Wie wir aber aus dem windgeschützten Wald zu der Höhe hinauf kommen, springt uns der Wind wie ein Wolf entgegen. Die Straße läuft durch einen flachen Hohlweg; die Rappen waten bis zum Bauch durch die wachsenden Wachten. Der fliegende Schnee bringt mir bald die Augen zum Tränen. Um uns ist nichts mehr als das Schnauben der starken Rosse und das hohe, singende Windjohlen. Aber wir kommen voran, Schritt um Schritt in eine grau verstürmte Welt hinein, die nur die hohen Schneestangen rechts und links der Straße an der Wirklichkeit festmachen.
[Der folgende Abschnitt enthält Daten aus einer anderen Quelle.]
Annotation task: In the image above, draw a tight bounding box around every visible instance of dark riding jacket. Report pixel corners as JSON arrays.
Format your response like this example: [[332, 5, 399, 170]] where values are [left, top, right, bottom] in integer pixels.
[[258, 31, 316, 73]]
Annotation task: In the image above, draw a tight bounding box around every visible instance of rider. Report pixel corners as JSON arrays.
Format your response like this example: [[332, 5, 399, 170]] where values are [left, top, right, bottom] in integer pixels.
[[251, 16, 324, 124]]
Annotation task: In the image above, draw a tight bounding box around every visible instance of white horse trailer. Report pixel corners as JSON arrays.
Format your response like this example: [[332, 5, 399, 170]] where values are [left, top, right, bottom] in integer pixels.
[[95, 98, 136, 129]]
Festmachen? – Da hängt auch jählings die Schlittenfuhre fest! Die Rappen stehen schnaubend und zitternd still und dampfen vor Ungeduld und Anstrengung. Mir steigt das erste Grausen auf. Hier mitten im Sturm dürfen wir nicht lang halten, sonst gefrieren die schweißdampfenden Rosse zu Eis! Ich wate vor und kraule den Rappen die Mähne. „Eh, Rappen, eh! Brav seid ihr, brav!“ Und dann fällt es mir wie eine Erleuchtung zu, dass ich vorauswaten und den Rossen eine Spur treten muss. Vielleicht kann der Fuhrwerker die Rappen führen, und sein Rausch ist schon ausgekühlt!
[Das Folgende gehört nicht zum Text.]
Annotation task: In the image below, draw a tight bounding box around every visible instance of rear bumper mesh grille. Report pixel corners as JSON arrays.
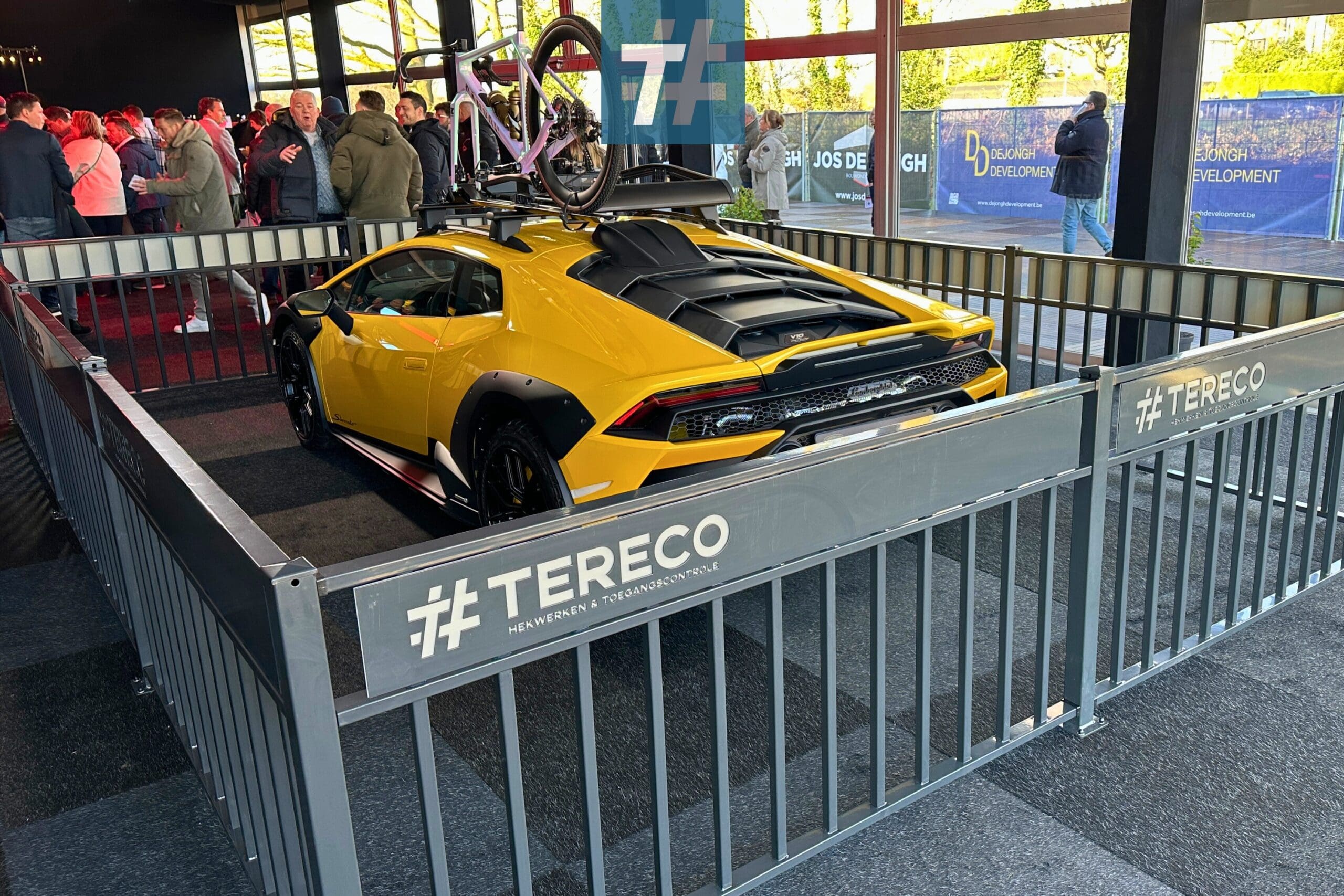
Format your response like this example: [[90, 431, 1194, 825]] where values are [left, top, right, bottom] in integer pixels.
[[669, 352, 993, 442]]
„Herr!“ – ich wende mich um. „Komm zu den Rappen vor, Herr!“, rufe ich lauter. Niemand meldet sich. Hört er mich nicht? Ich wate zurück. Da friere ich auf einmal, dass es mich schüttelt – „Hallo, Herr!“ Ich lasse Rosse und Fuhre allein und stolpere zurück. Die Schlittengeleise sind wieder zugefallen und ich sollte viel schneller laufen können. Ich schreie, wate und starre mir die Augen blind. Dann stolpere ich. Bis ich es recht erfasse, wühle ich den Fuhrwerker schon mit den bloßen Händen aus dem Schnee. „Auf, auf!“, keuche ich und schlage zornig auf den breiten Rücken. „Ihr dürft nicht liegen bleiben!“

Ach, ist das eine Mühe gewesen, bis ich den Fuhrwerker zu seiner Fuhre geschleift habe! Ich ziehe den Stöhnenden auf den Schlitten und reiße die Decken von den Rücken der Rosse. Wie ein lockeres schweres Bündel verschnüre ich ihn mit einem Strick, der am Pferdekummet hängt. Er lässt alles willenlos geschehen. „Eh, Rosse, brav, brav!“, beschwichtige ich mein eigenes Grausen. Jetzt bin ich allein, verantwortlich für Mensch und Rosse und Fuhre! Der Gulden, der letzte Gulden, drückt mich nieder. Umkehren? Wie sollt’ ich das in dem Hohlweg! Die Rosse ausspannen? Bis ich das erste Haus erreiche in dieser menschenleeren Öde und wieder zurückkomme mit Helfern, ist der Reininghans erfroren! Was bleibt mir anderes, als vor den Rappen tiefe Spuren vorauszuwaten?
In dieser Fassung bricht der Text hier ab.